The statewide stay-at-home order will extend to May 30 with some changes, including mandatory face mask usage in restrictive public spaces, Illinois Gov. J.B. Pritzker announced Thursday.
State parks will be reopened soon for hiking, fishing and boating with strict social distancing rules maintained. Starting May 1, retail stories not considered essential businesses with the original order can take orders online, over the phone or provide pick-up and delivery options to customers. Greenhouses and garden centers can remain open with specified social distancing measures. Surgical centers and hospitals can schedule non-threatening surgeries that were delayed to place a priority on coronavirus patients and medical supplies. For essential businesses on the state list, including manufacturers, there are new requirements on social distancing and new limits on occupancy.
In addition, starting on May 1, any individual over the age of two and able to medically tolerate a face covering or mask will be required to wear one when in a public place where they can’t maintain a six-foot social distance. The Governor will sign an extension of the order next week with the changes and mandatory face coverings or mask usage.
Gov. Pritzker agreed the extension will require more sacrifices for Illinois residents in coming weeks.
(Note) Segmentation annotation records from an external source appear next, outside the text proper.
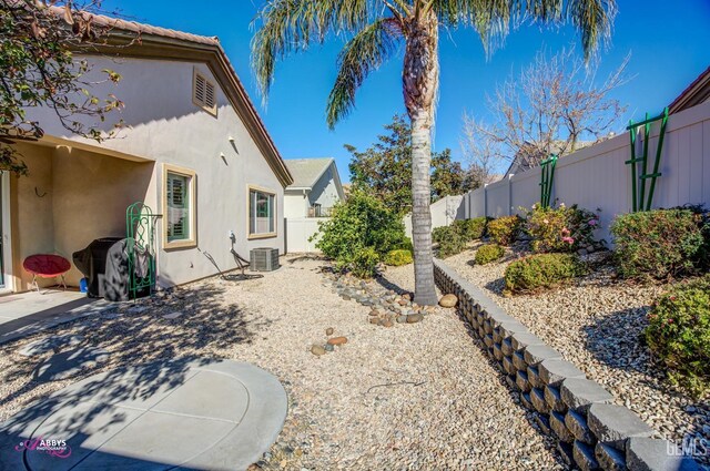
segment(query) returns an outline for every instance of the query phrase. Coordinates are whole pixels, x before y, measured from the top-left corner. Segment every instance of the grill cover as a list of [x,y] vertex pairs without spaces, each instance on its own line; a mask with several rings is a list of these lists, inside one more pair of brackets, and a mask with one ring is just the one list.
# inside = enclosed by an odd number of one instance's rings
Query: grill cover
[[74,265],[88,279],[88,296],[110,301],[129,299],[129,259],[125,239],[104,237],[74,252]]

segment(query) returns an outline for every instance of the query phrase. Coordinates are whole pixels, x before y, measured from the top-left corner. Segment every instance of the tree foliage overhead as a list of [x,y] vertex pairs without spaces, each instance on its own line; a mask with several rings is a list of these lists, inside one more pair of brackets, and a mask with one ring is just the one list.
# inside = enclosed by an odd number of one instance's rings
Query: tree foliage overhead
[[[27,173],[13,144],[44,135],[41,123],[28,119],[28,109],[48,106],[72,134],[102,141],[112,135],[98,126],[106,114],[123,106],[113,94],[98,98],[88,80],[91,68],[72,51],[102,43],[110,28],[97,27],[94,1],[0,0],[0,171]],[[104,70],[104,81],[120,75]],[[120,126],[121,123],[116,123]]]
[[[412,134],[404,116],[396,114],[385,125],[387,134],[361,152],[346,145],[351,154],[351,183],[354,188],[375,197],[398,214],[412,211]],[[432,199],[467,192],[467,173],[458,162],[452,161],[452,152],[432,154]]]

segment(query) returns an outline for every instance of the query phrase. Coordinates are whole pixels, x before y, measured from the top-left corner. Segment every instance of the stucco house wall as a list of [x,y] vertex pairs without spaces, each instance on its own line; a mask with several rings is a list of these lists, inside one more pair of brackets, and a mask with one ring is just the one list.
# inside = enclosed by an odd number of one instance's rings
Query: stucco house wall
[[[88,59],[93,71],[111,69],[122,75],[118,85],[104,82],[92,92],[98,96],[114,93],[125,103],[120,114],[109,115],[106,130],[120,119],[128,126],[116,139],[98,144],[70,135],[49,110],[29,111],[29,117],[42,124],[48,137],[26,149],[30,176],[13,184],[18,218],[13,240],[19,240],[13,275],[21,274],[18,265],[32,253],[58,252],[71,258],[72,252],[94,238],[124,234],[125,207],[134,201],[144,201],[161,213],[166,164],[196,174],[196,246],[165,249],[163,218],[158,219],[160,285],[214,275],[215,268],[201,250],[210,253],[223,270],[233,268],[230,232],[236,236],[235,249],[244,257],[254,247],[284,252],[284,186],[206,63]],[[216,116],[193,103],[195,69],[216,85]],[[111,151],[131,160],[119,158]],[[45,198],[33,196],[37,185],[48,188]],[[250,186],[275,195],[275,236],[248,237]],[[30,235],[38,221],[48,229]],[[72,273],[70,280],[78,278],[78,273]]]

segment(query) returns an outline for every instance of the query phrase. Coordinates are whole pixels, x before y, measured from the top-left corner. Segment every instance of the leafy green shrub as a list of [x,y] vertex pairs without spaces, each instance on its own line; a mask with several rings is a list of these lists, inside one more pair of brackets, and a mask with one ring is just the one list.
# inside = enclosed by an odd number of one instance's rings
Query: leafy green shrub
[[338,203],[331,219],[318,224],[318,233],[316,248],[335,260],[336,268],[365,277],[374,275],[389,250],[407,243],[400,217],[363,192]]
[[585,273],[585,265],[571,254],[530,255],[508,265],[506,291],[534,293],[561,285]]
[[466,242],[476,240],[486,233],[488,218],[474,217],[471,219],[456,219],[452,224],[464,237]]
[[362,247],[355,250],[349,264],[351,272],[358,278],[372,278],[377,274],[379,254],[373,247]]
[[646,341],[671,382],[697,398],[710,391],[710,275],[663,294],[648,321]]
[[466,248],[466,240],[454,226],[436,227],[432,238],[439,245],[439,257],[446,258],[459,254]]
[[498,245],[511,245],[518,237],[521,219],[518,216],[504,216],[488,222],[488,235]]
[[618,216],[611,224],[619,273],[625,278],[691,275],[708,262],[708,225],[689,208]]
[[526,219],[526,231],[532,237],[534,252],[576,252],[595,245],[599,216],[577,205],[541,207],[534,205]]
[[398,267],[402,265],[409,265],[412,262],[414,262],[412,252],[403,248],[389,250],[387,255],[385,255],[385,265]]
[[497,244],[487,244],[476,250],[474,260],[476,265],[486,265],[501,258],[506,254],[506,249]]

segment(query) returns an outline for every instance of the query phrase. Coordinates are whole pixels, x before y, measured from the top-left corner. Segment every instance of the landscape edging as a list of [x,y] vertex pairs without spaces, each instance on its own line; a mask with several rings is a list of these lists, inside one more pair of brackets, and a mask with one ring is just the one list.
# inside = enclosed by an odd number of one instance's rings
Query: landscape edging
[[[520,393],[540,430],[557,439],[567,464],[609,471],[699,469],[677,444],[651,438],[655,431],[635,412],[612,405],[613,396],[602,386],[439,259],[434,260],[434,278],[443,294],[456,295],[456,307],[478,345],[497,364],[508,387]],[[632,439],[641,438],[645,452],[638,453]]]

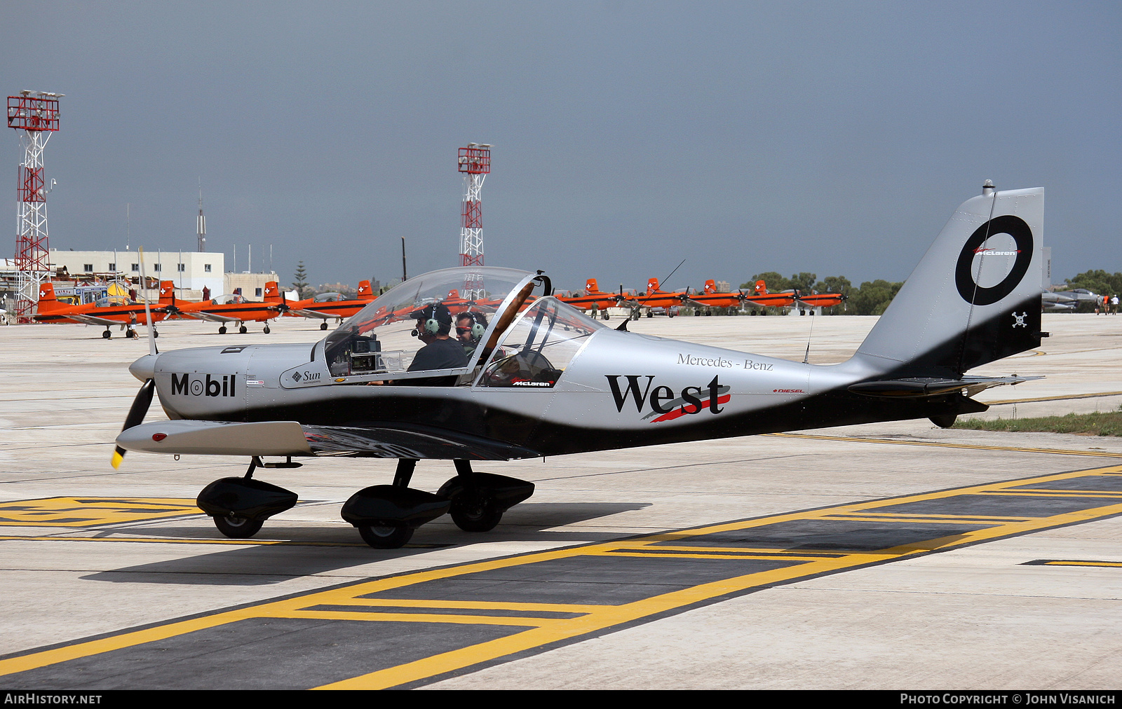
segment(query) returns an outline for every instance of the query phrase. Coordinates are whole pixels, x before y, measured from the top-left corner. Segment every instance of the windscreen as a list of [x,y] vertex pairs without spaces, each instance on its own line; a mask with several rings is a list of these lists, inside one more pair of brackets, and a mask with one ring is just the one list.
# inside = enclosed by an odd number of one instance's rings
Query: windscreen
[[555,297],[539,298],[503,335],[479,386],[550,388],[588,339],[604,328]]
[[333,377],[370,374],[406,379],[416,371],[467,369],[504,298],[531,275],[470,267],[410,278],[327,337],[328,368]]

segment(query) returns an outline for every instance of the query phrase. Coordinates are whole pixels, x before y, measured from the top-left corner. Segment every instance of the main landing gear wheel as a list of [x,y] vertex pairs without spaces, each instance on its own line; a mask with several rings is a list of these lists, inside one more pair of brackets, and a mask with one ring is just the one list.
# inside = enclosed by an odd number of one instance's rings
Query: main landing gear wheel
[[248,540],[261,531],[264,522],[245,517],[213,517],[218,531],[231,540]]
[[503,510],[479,496],[460,496],[448,510],[452,522],[465,532],[490,532],[503,519]]
[[413,528],[365,524],[358,528],[362,541],[375,549],[401,549],[413,538]]

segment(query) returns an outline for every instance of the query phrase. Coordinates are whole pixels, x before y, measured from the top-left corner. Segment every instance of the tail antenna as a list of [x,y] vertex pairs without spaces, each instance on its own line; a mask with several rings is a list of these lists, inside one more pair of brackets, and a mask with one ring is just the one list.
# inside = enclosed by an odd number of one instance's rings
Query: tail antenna
[[807,334],[807,353],[802,356],[802,363],[810,363],[810,338],[815,334],[815,311],[810,311],[810,332]]

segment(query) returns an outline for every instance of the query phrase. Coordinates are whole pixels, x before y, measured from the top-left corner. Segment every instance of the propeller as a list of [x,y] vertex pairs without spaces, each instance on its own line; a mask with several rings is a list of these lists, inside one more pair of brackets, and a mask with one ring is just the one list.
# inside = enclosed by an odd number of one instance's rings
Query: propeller
[[[154,379],[145,379],[145,383],[140,385],[140,390],[137,392],[137,396],[132,399],[132,406],[129,407],[129,415],[125,417],[125,426],[121,431],[128,431],[132,426],[139,426],[144,423],[145,414],[148,413],[148,406],[151,405],[151,395],[156,390],[156,381]],[[120,468],[121,461],[125,460],[125,449],[120,445],[113,448],[113,468]]]
[[[140,282],[147,285],[144,273],[144,248],[137,249],[140,255]],[[174,295],[173,295],[174,298]],[[145,319],[148,321],[148,354],[155,357],[159,354],[156,349],[156,334],[155,324],[151,322],[151,309],[148,307],[148,298],[144,300],[144,314]],[[141,358],[144,359],[144,358]],[[136,365],[134,365],[135,367]],[[131,369],[131,367],[130,367]],[[151,395],[156,390],[156,380],[148,377],[140,385],[140,390],[137,392],[136,398],[132,399],[132,406],[129,407],[129,415],[125,417],[125,426],[121,431],[127,431],[132,426],[138,426],[144,422],[145,415],[148,413],[148,406],[151,405]],[[121,461],[125,460],[125,449],[120,445],[113,448],[113,458],[110,461],[114,469],[121,467]]]

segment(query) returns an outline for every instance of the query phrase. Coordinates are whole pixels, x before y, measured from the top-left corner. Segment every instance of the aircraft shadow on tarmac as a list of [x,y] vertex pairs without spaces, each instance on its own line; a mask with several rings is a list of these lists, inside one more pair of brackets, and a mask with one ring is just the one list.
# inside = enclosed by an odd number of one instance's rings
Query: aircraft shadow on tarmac
[[[349,525],[311,527],[283,526],[276,523],[273,525],[273,534],[266,527],[259,537],[247,541],[251,546],[125,567],[82,578],[119,583],[264,586],[293,577],[360,567],[384,559],[412,556],[456,545],[541,541],[580,543],[617,538],[620,534],[611,532],[548,530],[634,512],[650,505],[651,503],[523,503],[504,515],[503,524],[493,532],[471,534],[461,532],[451,523],[429,524],[422,527],[410,545],[395,550],[370,549]],[[200,538],[202,528],[159,526],[151,531],[167,538]],[[210,536],[211,532],[213,527],[209,527],[205,534]],[[224,541],[217,533],[213,536],[217,541]],[[260,543],[269,540],[277,542]],[[158,538],[154,541],[158,542]]]

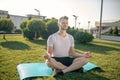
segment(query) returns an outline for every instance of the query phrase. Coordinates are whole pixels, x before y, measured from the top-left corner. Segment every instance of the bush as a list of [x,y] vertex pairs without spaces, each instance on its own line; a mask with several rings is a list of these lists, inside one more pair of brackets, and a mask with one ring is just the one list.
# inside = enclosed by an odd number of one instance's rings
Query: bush
[[78,43],[87,43],[87,42],[91,42],[93,40],[93,36],[92,34],[88,33],[88,32],[82,32],[82,31],[77,31],[74,35],[75,40]]

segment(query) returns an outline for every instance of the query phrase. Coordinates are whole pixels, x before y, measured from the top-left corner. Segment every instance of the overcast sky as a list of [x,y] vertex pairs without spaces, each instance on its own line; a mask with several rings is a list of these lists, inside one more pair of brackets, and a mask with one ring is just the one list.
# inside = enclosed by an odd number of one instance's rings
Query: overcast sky
[[[74,17],[78,16],[77,26],[87,28],[99,21],[101,0],[0,0],[0,10],[9,11],[12,15],[38,15],[34,9],[47,18],[69,17],[70,26],[74,26]],[[103,0],[103,21],[120,20],[120,0]],[[80,23],[80,25],[78,24]]]

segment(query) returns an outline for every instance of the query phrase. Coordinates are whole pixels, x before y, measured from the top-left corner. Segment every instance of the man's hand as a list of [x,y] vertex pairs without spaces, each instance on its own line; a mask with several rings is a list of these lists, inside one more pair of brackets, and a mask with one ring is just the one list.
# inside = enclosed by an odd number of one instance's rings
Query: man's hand
[[87,57],[87,58],[89,58],[89,57],[92,57],[92,53],[91,52],[85,52],[85,56]]
[[50,54],[49,54],[48,52],[46,52],[46,53],[44,54],[44,58],[49,60],[49,59],[50,59]]

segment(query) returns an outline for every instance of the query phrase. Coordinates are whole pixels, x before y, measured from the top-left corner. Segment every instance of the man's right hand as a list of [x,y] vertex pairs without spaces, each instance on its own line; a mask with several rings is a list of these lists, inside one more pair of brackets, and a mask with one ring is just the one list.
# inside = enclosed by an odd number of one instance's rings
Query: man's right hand
[[50,59],[50,54],[49,54],[48,52],[46,52],[46,53],[44,54],[44,58],[49,60],[49,59]]

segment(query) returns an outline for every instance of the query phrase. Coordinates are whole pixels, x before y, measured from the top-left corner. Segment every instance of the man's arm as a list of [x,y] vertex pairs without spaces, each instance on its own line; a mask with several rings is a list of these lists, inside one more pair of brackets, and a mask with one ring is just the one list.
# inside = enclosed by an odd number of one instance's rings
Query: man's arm
[[92,56],[91,52],[85,52],[85,54],[76,53],[74,47],[70,48],[69,53],[70,53],[70,56],[72,56],[72,57],[87,57],[87,58],[89,58]]
[[44,55],[45,59],[50,59],[52,54],[53,54],[53,47],[52,46],[48,46],[47,52]]

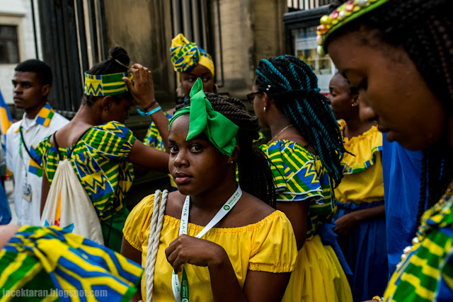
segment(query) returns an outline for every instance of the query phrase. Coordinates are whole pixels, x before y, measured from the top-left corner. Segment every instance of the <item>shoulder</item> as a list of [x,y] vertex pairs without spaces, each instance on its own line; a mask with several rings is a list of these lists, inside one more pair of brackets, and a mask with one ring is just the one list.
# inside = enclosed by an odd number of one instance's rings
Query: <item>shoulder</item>
[[270,144],[263,144],[261,145],[260,148],[266,152],[269,156],[278,153],[284,153],[309,159],[313,158],[313,154],[308,150],[295,141],[287,139],[280,139]]
[[6,131],[6,135],[13,135],[14,133],[19,133],[17,130],[19,129],[19,127],[21,127],[21,123],[22,120],[11,124],[9,128],[8,128],[8,131]]
[[243,192],[242,197],[231,210],[231,215],[225,217],[223,226],[236,228],[255,224],[275,214],[276,211],[263,201],[246,192]]
[[54,127],[62,127],[69,123],[69,120],[58,112],[54,113],[50,120],[50,124]]
[[128,135],[132,135],[132,131],[125,124],[115,121],[95,126],[93,129],[95,132],[110,132],[121,138],[126,138]]

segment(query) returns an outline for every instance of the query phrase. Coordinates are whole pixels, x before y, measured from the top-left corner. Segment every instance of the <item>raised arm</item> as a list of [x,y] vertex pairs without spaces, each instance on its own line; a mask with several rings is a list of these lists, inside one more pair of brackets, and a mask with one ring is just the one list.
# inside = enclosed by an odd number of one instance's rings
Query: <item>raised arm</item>
[[130,71],[134,75],[134,83],[127,78],[122,79],[135,100],[146,110],[145,113],[152,112],[150,117],[162,137],[166,150],[168,150],[168,120],[161,110],[154,97],[154,84],[151,71],[139,64],[134,64]]

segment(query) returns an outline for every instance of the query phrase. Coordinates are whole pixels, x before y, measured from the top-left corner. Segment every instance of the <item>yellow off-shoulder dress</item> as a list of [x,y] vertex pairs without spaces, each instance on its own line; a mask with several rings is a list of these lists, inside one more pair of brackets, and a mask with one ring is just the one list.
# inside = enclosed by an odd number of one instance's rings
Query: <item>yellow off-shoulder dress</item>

On Thursday, he cited data showing Illinois has not reached a peak on virus infections. During the daily update on coronavirus in Illinois, health officials reported 1,826 new positive cases of coronavirus and 123 deaths. In recent days, Newton Care Center has reported COVID infections involving 26 nursing home residents and 15 employees.
“I know that even with these changes, this Stay at Home order leaves many restrictions in place. In the coming weeks, as we get to the point of working our way down the other side of our peak, there will be more to do to get people back to work and open up more,” Pritzker said. “Understand that these are not choices made arbitrarily – these changes are what the data says we can offer the people of Illinois without risking so much viral transmission that our hospitals become overrun. That said, if we start to see crowds and people violating the order or breaking the rules, I will need to bring back these restrictions. I’m hopeful we won’t need to do that.”
Pritzker explained the stay-at-home order has already saved lives in Illinois, and its extension can continue to prevent more infections and shield hospitals from being overwhelmed with COVID-19 patients. Unlike other governors in some states, Pritzker said medical science and not political pressure should determine when the state ends the stay-at-home order and business restrictions.
“We’ve built up our hospital capacity significantly – but if we let up now, we would have nowhere near the kind of hospital capacity we would need. The projections are clear – if we lifted the Stay at Home order tomorrow, we would see our deaths per day shoot into the thousands by the end of May and that would last well into the summer. Our hospitals would be full and very sick people would have nowhere to go. People who otherwise might have won their fight against COVID would die because we wouldn’t be able to help them through. No amount of political pressure would ever make me allow such a scenario in Illinois.”